Говоря это, Лито на четверть перекрутился всем телом на тележке, и его утопленное в серой рясе лицо оказалось совсем близко от лица Монео, семенившего рядом с тележкой.
Едва занималась заря над пустынной дорогой, ведущей по высокому искусственному гребню от Твердыни Сарьера к Фестивальному Городу. Дорога из пустыни была прямой, как лазерный луч, пока не достигала места, где она широко поворачивала и погружалась в идущие уступами каньоны, перед тем, как пересечь реку Айдахо. Воздух был пронизан плотными туманами, ползущими от реки, с отдаленным рокотом катившей свои волны, но Лито приподнял прозрачный колпак, прикрывающий перед его тележки. От влаги его Я-Червь пробирало неприятным мучительным колотьем, но для ноздрей его Я-человека был привлекательным сладостный запах пустыни, доносившийся из тумана. Он приказал кортежу остановиться.
— Почему мы останавливаемся, Владыка? — спросил Монео.

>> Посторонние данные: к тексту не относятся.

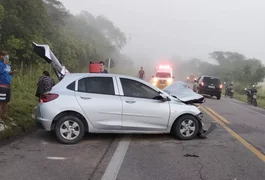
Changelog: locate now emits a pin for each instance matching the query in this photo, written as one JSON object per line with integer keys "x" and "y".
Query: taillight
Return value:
{"x": 48, "y": 97}
{"x": 169, "y": 80}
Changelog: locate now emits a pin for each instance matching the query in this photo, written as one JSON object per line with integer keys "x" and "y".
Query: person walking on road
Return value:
{"x": 102, "y": 67}
{"x": 5, "y": 81}
{"x": 141, "y": 73}
{"x": 45, "y": 84}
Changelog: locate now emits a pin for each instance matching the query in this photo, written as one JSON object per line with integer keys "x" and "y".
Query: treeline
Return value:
{"x": 75, "y": 40}
{"x": 230, "y": 67}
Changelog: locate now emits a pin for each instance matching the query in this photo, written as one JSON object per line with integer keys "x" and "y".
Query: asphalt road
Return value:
{"x": 233, "y": 151}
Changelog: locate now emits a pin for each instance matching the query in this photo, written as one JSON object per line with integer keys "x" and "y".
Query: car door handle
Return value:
{"x": 85, "y": 98}
{"x": 130, "y": 101}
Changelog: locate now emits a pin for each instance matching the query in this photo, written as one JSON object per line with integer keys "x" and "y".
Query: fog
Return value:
{"x": 186, "y": 29}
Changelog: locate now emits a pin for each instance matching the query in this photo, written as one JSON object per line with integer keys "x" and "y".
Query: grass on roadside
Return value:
{"x": 23, "y": 101}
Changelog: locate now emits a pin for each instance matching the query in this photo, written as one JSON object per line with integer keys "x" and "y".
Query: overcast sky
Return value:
{"x": 185, "y": 28}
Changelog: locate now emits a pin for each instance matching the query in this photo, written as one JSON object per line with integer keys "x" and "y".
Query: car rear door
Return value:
{"x": 99, "y": 99}
{"x": 140, "y": 111}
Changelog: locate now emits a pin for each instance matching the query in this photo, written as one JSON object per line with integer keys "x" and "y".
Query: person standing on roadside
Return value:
{"x": 141, "y": 73}
{"x": 4, "y": 86}
{"x": 102, "y": 67}
{"x": 9, "y": 80}
{"x": 45, "y": 84}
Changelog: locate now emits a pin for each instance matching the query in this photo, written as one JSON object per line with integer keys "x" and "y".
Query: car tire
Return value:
{"x": 76, "y": 128}
{"x": 179, "y": 125}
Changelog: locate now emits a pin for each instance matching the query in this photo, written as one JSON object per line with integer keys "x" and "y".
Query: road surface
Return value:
{"x": 234, "y": 151}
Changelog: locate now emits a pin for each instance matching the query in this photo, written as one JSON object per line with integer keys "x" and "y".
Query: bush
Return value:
{"x": 23, "y": 101}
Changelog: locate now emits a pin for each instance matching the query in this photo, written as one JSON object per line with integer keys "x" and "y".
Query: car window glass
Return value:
{"x": 97, "y": 85}
{"x": 133, "y": 88}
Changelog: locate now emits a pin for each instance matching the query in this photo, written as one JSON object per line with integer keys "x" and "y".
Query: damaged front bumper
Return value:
{"x": 203, "y": 133}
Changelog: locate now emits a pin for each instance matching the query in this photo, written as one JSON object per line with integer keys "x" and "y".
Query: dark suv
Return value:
{"x": 209, "y": 85}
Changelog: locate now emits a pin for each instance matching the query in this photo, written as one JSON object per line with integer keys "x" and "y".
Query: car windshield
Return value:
{"x": 211, "y": 80}
{"x": 163, "y": 75}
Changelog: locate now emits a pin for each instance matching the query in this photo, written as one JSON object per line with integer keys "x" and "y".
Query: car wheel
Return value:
{"x": 69, "y": 130}
{"x": 186, "y": 127}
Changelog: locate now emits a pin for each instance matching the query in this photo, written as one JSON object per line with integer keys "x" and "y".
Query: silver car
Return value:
{"x": 108, "y": 103}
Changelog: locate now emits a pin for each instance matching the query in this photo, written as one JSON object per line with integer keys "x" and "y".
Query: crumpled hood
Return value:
{"x": 186, "y": 95}
{"x": 44, "y": 51}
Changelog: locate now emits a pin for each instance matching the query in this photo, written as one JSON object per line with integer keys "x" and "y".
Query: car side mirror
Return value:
{"x": 163, "y": 97}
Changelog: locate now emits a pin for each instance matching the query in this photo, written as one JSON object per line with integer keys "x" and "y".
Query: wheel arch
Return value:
{"x": 185, "y": 114}
{"x": 70, "y": 113}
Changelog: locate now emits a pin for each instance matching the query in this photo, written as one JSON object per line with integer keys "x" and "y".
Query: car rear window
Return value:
{"x": 162, "y": 74}
{"x": 211, "y": 80}
{"x": 96, "y": 85}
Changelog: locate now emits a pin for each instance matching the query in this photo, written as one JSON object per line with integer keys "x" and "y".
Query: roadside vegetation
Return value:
{"x": 75, "y": 40}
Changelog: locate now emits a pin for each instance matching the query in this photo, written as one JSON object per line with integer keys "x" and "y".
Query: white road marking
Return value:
{"x": 56, "y": 158}
{"x": 247, "y": 108}
{"x": 114, "y": 165}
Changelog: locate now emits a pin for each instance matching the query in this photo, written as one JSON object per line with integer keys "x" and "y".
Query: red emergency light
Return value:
{"x": 94, "y": 67}
{"x": 164, "y": 67}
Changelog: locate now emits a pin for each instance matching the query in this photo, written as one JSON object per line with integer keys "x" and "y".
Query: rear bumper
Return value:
{"x": 212, "y": 92}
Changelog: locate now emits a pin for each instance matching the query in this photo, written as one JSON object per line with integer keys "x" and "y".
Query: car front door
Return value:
{"x": 141, "y": 112}
{"x": 99, "y": 99}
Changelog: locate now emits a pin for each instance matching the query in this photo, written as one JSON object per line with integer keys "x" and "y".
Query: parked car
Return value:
{"x": 108, "y": 103}
{"x": 208, "y": 85}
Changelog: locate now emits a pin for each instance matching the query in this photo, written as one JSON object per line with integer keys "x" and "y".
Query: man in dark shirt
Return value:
{"x": 141, "y": 73}
{"x": 4, "y": 86}
{"x": 102, "y": 67}
{"x": 45, "y": 84}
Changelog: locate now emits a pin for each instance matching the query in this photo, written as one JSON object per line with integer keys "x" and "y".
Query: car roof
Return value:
{"x": 80, "y": 75}
{"x": 210, "y": 76}
{"x": 74, "y": 76}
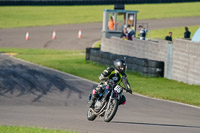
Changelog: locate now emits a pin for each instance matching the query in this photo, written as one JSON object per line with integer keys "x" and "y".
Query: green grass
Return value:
{"x": 74, "y": 62}
{"x": 16, "y": 129}
{"x": 25, "y": 16}
{"x": 176, "y": 32}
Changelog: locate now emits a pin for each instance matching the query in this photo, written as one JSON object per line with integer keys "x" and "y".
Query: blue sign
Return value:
{"x": 196, "y": 36}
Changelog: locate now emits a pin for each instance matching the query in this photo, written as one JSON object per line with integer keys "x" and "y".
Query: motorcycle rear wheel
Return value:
{"x": 110, "y": 113}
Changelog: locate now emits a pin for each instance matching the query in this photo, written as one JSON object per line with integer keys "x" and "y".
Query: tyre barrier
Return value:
{"x": 83, "y": 2}
{"x": 143, "y": 66}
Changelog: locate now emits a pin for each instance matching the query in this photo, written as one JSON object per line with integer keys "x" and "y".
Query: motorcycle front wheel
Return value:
{"x": 90, "y": 115}
{"x": 111, "y": 110}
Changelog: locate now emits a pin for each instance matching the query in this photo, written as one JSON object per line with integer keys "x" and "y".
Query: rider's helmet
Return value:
{"x": 120, "y": 65}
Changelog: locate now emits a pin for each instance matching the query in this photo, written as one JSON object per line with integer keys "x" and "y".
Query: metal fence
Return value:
{"x": 145, "y": 67}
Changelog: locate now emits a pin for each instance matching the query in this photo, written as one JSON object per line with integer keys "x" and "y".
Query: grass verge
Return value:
{"x": 16, "y": 129}
{"x": 73, "y": 62}
{"x": 26, "y": 16}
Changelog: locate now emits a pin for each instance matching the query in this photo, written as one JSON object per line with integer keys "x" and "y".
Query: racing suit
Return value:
{"x": 111, "y": 73}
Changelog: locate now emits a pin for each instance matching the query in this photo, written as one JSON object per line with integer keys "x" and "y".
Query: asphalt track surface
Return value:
{"x": 32, "y": 95}
{"x": 67, "y": 35}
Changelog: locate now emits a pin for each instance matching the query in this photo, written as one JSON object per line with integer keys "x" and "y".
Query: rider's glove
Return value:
{"x": 129, "y": 91}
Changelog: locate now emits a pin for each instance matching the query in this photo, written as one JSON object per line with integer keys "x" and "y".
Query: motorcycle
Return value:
{"x": 107, "y": 103}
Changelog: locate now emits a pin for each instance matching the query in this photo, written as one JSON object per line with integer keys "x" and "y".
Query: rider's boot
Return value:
{"x": 93, "y": 98}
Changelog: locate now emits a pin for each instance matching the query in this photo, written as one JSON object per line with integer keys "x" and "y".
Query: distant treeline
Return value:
{"x": 85, "y": 2}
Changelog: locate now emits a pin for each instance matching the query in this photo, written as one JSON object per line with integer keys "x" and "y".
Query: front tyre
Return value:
{"x": 111, "y": 111}
{"x": 90, "y": 115}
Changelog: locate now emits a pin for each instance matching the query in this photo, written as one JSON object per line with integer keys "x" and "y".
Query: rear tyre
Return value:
{"x": 111, "y": 111}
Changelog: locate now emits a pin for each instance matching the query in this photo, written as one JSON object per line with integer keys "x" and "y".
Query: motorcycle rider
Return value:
{"x": 117, "y": 74}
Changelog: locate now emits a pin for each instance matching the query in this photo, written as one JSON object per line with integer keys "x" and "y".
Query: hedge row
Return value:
{"x": 145, "y": 67}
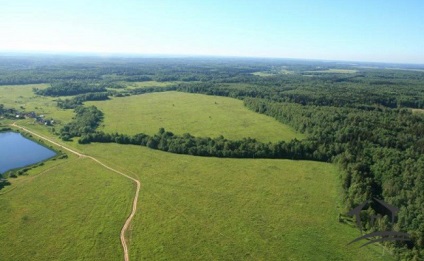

Лито не ответил. Тележка скрипнула, когда он широким изгибом приподнял свою объемистую тушу так, что его человеческому лицу открылся вид от Заповедного Леса до моря Кайнза, поблескивающего серебром далеко справа. Он повернулся налево, туда, где были остатки Защитной Стены, извилистые длинные тени в утреннем свете. Гребень возносился почти на две тысячи метров, чтобы перегородить Сарьер и ограничить доступ туда влаги из воздуха. Со своей великолепной обзорной точки Лито мог видеть отдаленное пятнышко — фестивальный город Онн, который был выстроен по его воле.
— Меня остановила просто прихоть, — сказал Лито.
— Не следует ли нам пересечь мост перед тем, как останавливаться на отдых? — спросил Монео.
— Я не отдыхаю.
Лито поглядел вперед. После ряда крутых поворотов, которые виделись отсюда лишь извилистой тенью, высокая дорога пересекала реку по волшебно невесомому на вид мосту, взбиралась на буферный гребень, затем спускалась вниз к городу, который на расстоянии был виден лишь скоплением мерцающих шпилей.
— У нашего Данкана подавленный вид, — сказал Лито. — Долгая у вас с ним была беседа?
— Именно так, как Ты предписывал, Владыка.
— Что ж, прошло всего четыре дня, — сказал Лито. — Им часто нужно больше времени, чтобы оправиться.